In this example, we use the 3Wbgy5
colormap:

Horizontal Transect Interpolation
The mpas_tools.viz.transect.horiz
module provides functions for
interpolating MPAS data onto a horizontal transect. This is useful for
visualizing data along a specific path on the horizontal plane of the
mesh.
The function
mpas_tools.viz.transect.mesh_to_triangles()
converts an MPAS
mesh to a triangle mesh by decomposing each cell into one triangle connecting
the cell center to each edge. The resulting triangle mesh can then be used
for visualization or for other spatial analysis tasks.
The function
mpas_tools.viz.transect.make_triangle_tree()
creates a triangle
tree for efficient point location. This function is used internally to
speed up the process of finding which triangle a given point lies within.
It constructs a data structure that allows for fast spatial queries,
making it more efficient to determine the location of points relative to
the mesh. This is especially useful for high-resolution meshes or when
performing a large number of point location operations.
The function
mpas_tools.viz.transect.find_planar_transect_cells_and_weights()

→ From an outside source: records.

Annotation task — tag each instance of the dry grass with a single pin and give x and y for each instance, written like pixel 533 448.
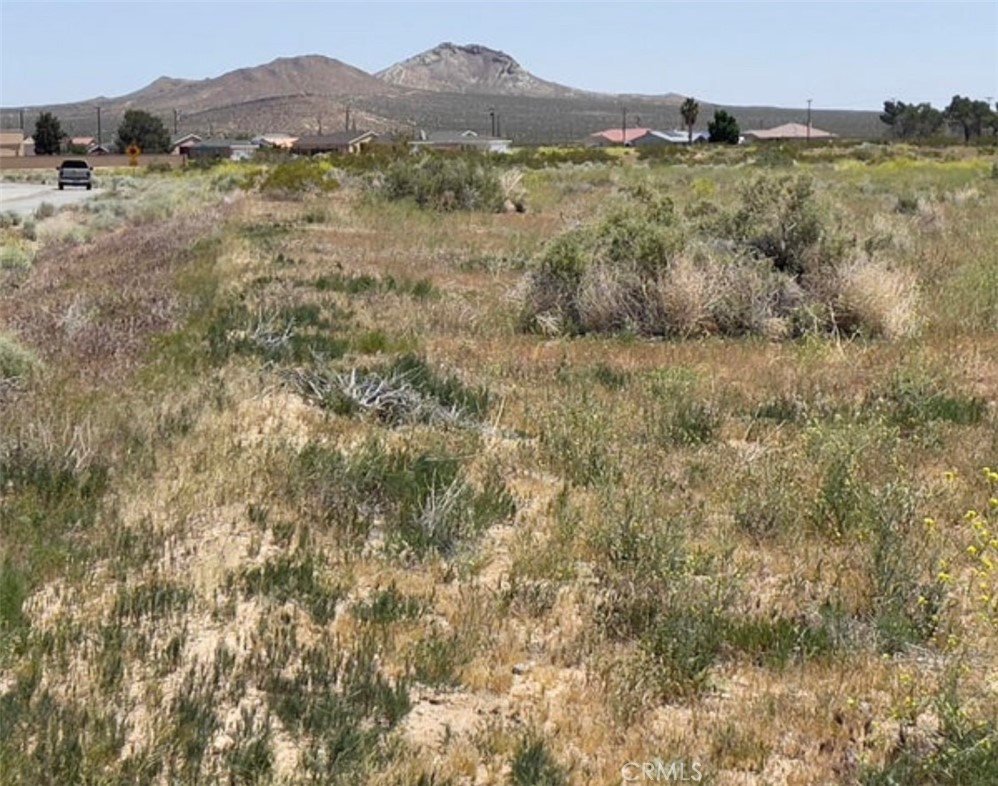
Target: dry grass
pixel 218 548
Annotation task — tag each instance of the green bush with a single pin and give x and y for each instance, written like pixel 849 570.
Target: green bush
pixel 297 178
pixel 776 265
pixel 444 183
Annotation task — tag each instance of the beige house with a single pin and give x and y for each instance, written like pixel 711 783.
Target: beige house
pixel 13 144
pixel 797 131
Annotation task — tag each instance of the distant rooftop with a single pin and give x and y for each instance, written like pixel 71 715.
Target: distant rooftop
pixel 790 131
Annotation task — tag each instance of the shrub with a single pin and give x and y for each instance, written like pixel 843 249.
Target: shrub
pixel 297 178
pixel 777 265
pixel 15 258
pixel 533 765
pixel 444 183
pixel 874 300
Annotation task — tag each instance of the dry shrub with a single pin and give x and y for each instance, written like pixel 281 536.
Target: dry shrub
pixel 683 300
pixel 752 296
pixel 876 300
pixel 609 299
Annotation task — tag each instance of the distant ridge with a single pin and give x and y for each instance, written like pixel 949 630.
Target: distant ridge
pixel 447 87
pixel 472 68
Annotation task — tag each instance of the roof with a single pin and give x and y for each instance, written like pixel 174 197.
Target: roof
pixel 276 140
pixel 465 138
pixel 790 131
pixel 617 135
pixel 679 137
pixel 337 139
pixel 223 143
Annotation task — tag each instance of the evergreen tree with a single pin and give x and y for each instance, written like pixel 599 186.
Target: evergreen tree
pixel 967 116
pixel 724 128
pixel 144 130
pixel 48 134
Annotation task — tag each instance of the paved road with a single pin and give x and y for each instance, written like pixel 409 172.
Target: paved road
pixel 24 198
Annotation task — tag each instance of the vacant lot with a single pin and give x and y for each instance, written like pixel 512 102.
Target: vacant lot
pixel 319 474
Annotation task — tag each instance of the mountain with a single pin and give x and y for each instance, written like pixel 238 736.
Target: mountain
pixel 447 87
pixel 308 75
pixel 471 69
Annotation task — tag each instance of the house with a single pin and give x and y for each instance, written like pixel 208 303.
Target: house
pixel 617 136
pixel 231 149
pixel 81 143
pixel 675 137
pixel 788 131
pixel 341 142
pixel 13 144
pixel 460 140
pixel 279 141
pixel 181 146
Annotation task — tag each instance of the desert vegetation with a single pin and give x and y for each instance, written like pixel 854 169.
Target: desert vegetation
pixel 305 478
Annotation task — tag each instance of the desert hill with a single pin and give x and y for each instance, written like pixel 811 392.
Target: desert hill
pixel 447 87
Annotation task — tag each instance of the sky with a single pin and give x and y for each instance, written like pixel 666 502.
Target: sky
pixel 840 55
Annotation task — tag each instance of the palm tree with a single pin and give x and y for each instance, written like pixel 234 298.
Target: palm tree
pixel 689 110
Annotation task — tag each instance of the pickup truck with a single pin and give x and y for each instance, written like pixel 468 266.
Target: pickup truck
pixel 75 172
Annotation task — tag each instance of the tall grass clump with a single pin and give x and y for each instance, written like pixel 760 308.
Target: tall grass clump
pixel 443 183
pixel 777 264
pixel 419 503
pixel 16 362
pixel 298 178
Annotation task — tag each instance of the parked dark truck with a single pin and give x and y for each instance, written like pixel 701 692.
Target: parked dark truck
pixel 75 172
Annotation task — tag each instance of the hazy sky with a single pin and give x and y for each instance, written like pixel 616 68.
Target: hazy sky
pixel 840 54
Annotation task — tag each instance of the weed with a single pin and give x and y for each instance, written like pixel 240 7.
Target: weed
pixel 155 598
pixel 533 765
pixel 285 579
pixel 16 362
pixel 443 183
pixel 422 500
pixel 389 605
pixel 297 178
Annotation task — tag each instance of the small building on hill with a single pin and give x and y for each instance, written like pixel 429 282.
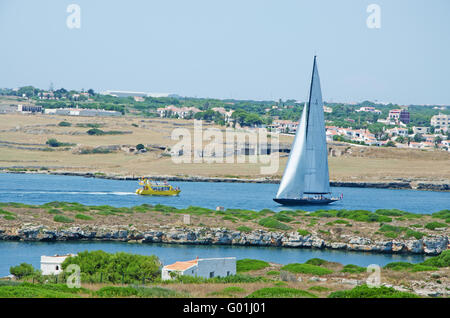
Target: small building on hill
pixel 206 268
pixel 51 265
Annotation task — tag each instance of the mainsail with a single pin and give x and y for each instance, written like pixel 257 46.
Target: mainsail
pixel 307 167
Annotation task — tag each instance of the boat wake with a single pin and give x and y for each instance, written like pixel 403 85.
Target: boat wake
pixel 68 192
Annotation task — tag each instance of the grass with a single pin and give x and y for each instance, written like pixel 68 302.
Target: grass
pixel 280 292
pixel 245 265
pixel 143 292
pixel 273 223
pixel 63 219
pixel 365 291
pixel 230 291
pixel 303 232
pixel 351 268
pixel 27 290
pixel 435 225
pixel 83 217
pixel 244 229
pixel 306 269
pixel 316 261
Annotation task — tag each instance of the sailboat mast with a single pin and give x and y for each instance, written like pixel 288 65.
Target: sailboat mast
pixel 309 99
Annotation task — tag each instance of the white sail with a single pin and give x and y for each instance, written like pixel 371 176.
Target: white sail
pixel 307 167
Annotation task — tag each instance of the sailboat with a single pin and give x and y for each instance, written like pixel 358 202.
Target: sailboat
pixel 305 179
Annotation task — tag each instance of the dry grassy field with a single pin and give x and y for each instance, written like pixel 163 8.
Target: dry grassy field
pixel 23 145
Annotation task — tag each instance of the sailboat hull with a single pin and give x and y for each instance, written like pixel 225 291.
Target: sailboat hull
pixel 294 202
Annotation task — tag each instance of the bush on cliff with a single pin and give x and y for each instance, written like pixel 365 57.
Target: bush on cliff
pixel 442 260
pixel 435 225
pixel 272 223
pixel 23 270
pixel 365 291
pixel 280 292
pixel 99 266
pixel 306 269
pixel 245 265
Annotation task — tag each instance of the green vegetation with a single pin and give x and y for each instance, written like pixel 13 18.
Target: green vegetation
pixel 273 273
pixel 318 288
pixel 22 270
pixel 99 266
pixel 306 269
pixel 99 132
pixel 280 292
pixel 245 265
pixel 27 290
pixel 244 229
pixel 62 219
pixel 144 292
pixel 83 217
pixel 64 124
pixel 435 225
pixel 52 142
pixel 316 262
pixel 273 223
pixel 229 291
pixel 430 264
pixel 303 232
pixel 365 291
pixel 350 268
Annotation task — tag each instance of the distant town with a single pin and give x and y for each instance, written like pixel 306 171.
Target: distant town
pixel 366 124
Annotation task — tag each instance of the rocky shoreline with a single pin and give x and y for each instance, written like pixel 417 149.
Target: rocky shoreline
pixel 401 184
pixel 219 236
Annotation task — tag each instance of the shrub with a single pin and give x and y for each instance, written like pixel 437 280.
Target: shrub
pixel 435 225
pixel 22 270
pixel 318 288
pixel 62 219
pixel 113 291
pixel 272 223
pixel 120 267
pixel 245 265
pixel 316 261
pixel 273 273
pixel 365 291
pixel 244 229
pixel 84 217
pixel 306 269
pixel 416 234
pixel 96 132
pixel 140 147
pixel 280 292
pixel 303 232
pixel 350 268
pixel 442 260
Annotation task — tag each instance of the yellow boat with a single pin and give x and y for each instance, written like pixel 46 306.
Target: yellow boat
pixel 150 187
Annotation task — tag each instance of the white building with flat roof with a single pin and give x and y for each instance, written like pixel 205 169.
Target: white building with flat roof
pixel 51 265
pixel 205 267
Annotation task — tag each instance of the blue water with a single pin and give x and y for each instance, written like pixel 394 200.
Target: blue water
pixel 14 253
pixel 40 188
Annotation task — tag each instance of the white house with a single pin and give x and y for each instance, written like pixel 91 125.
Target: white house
pixel 51 265
pixel 206 268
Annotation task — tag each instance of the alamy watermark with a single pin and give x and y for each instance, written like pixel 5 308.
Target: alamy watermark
pixel 73 20
pixel 214 145
pixel 374 19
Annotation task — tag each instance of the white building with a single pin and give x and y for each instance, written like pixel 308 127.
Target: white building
pixel 206 268
pixel 51 265
pixel 441 121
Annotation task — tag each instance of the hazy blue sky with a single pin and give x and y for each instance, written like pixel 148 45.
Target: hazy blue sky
pixel 255 49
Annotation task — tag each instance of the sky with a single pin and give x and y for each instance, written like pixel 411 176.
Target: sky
pixel 241 49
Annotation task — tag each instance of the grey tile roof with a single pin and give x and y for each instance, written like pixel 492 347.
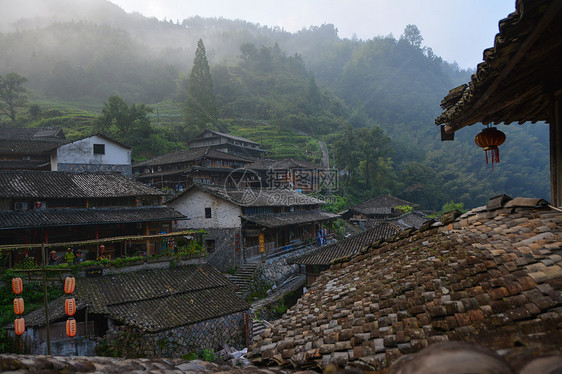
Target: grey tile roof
pixel 61 185
pixel 282 164
pixel 249 197
pixel 381 204
pixel 10 219
pixel 348 247
pixel 30 147
pixel 290 218
pixel 153 300
pixel 189 155
pixel 412 219
pixel 493 277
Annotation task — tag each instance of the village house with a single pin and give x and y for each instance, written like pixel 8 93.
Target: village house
pixel 492 276
pixel 180 169
pixel 48 149
pixel 236 221
pixel 227 143
pixel 168 312
pixel 49 207
pixel 95 153
pixel 319 260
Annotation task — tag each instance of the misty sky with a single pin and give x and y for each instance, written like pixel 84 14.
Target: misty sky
pixel 457 30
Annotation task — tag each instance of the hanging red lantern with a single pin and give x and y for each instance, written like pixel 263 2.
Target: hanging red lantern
pixel 19 326
pixel 69 284
pixel 490 139
pixel 17 285
pixel 71 327
pixel 70 306
pixel 18 305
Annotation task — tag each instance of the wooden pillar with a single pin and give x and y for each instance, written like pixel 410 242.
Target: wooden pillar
pixel 556 154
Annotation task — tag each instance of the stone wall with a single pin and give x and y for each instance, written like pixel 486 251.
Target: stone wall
pixel 178 342
pixel 276 269
pixel 224 256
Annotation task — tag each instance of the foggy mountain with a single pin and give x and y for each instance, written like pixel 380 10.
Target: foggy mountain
pixel 84 51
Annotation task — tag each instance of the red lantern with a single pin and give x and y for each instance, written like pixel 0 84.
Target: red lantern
pixel 71 327
pixel 490 139
pixel 19 326
pixel 69 284
pixel 70 306
pixel 18 305
pixel 17 285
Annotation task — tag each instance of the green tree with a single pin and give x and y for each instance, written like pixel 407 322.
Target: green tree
pixel 12 94
pixel 412 35
pixel 201 106
pixel 128 124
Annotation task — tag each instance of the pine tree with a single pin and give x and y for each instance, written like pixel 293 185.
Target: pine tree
pixel 201 106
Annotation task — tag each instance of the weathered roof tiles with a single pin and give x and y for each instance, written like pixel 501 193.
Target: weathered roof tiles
pixel 493 277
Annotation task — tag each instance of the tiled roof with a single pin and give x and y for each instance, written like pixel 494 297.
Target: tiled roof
pixel 30 147
pixel 249 197
pixel 153 300
pixel 290 218
pixel 348 247
pixel 381 204
pixel 189 155
pixel 509 85
pixel 412 219
pixel 32 133
pixel 61 185
pixel 492 277
pixel 10 219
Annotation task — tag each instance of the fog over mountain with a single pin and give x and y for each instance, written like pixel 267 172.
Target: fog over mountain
pixel 379 95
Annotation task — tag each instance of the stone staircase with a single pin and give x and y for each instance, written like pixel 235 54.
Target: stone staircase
pixel 259 326
pixel 243 277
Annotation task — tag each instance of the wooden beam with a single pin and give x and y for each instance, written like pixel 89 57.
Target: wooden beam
pixel 556 154
pixel 547 18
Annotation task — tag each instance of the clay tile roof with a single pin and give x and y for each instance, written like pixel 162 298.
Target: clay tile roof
pixel 153 300
pixel 382 204
pixel 61 185
pixel 493 277
pixel 290 218
pixel 189 155
pixel 10 219
pixel 350 246
pixel 258 197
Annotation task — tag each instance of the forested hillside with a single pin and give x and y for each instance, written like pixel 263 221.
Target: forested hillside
pixel 373 102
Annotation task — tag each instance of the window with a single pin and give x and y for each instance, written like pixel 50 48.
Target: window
pixel 99 149
pixel 210 246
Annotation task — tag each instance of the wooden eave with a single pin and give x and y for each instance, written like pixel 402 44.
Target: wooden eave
pixel 520 75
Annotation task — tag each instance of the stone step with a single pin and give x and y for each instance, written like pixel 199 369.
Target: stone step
pixel 258 327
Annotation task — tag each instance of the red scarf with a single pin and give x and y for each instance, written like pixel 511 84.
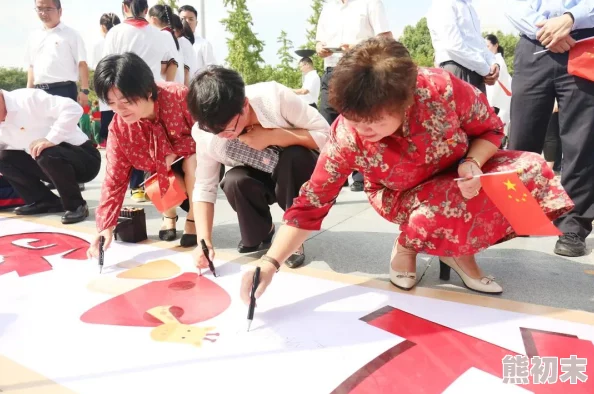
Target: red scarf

finds the cells that intersect a planar transect and the weights for
interpolating data from cell centers to the transect nodes. The function
takes the MPAS mesh as an xarray.Dataset
object and the start and end
points of the transect as Cartesian coordinates. The function
returns the cell indices and weights for interpolating data from cell
centers to the transect nodes, the indices of the cells that intersect
the transect, and the Cartesian coordinates of the transect nodes. This
is a key step in creating transect plots of MPAS data.
The function
mpas_tools.viz.transect.find_spherical_transect_cells_and_weights()
does the same for a transect on the sphere. It
identifies the cells intersected by a great circle path defined by
longitude and latitude coordinates. Like its planar counterpart, it
returns cell indices, interpolation weights, intersected cell indices,
and transect node coordinates, but all calculations are performed on the
sphere.
The function
mpas_tools.viz.transect.interp_mpas_horiz_to_transect_nodes()
interpolates MPAS data to transect nodes. This function takes the MPAS
data field and the transect node information (cell indices and weights)
generated by either the planar or spherical transect finding functions.
It then performs a weighted average of the data values at the cell
centers to estimate the data values at the transect nodes. The result is
a 1D array of interpolated data values along the transect.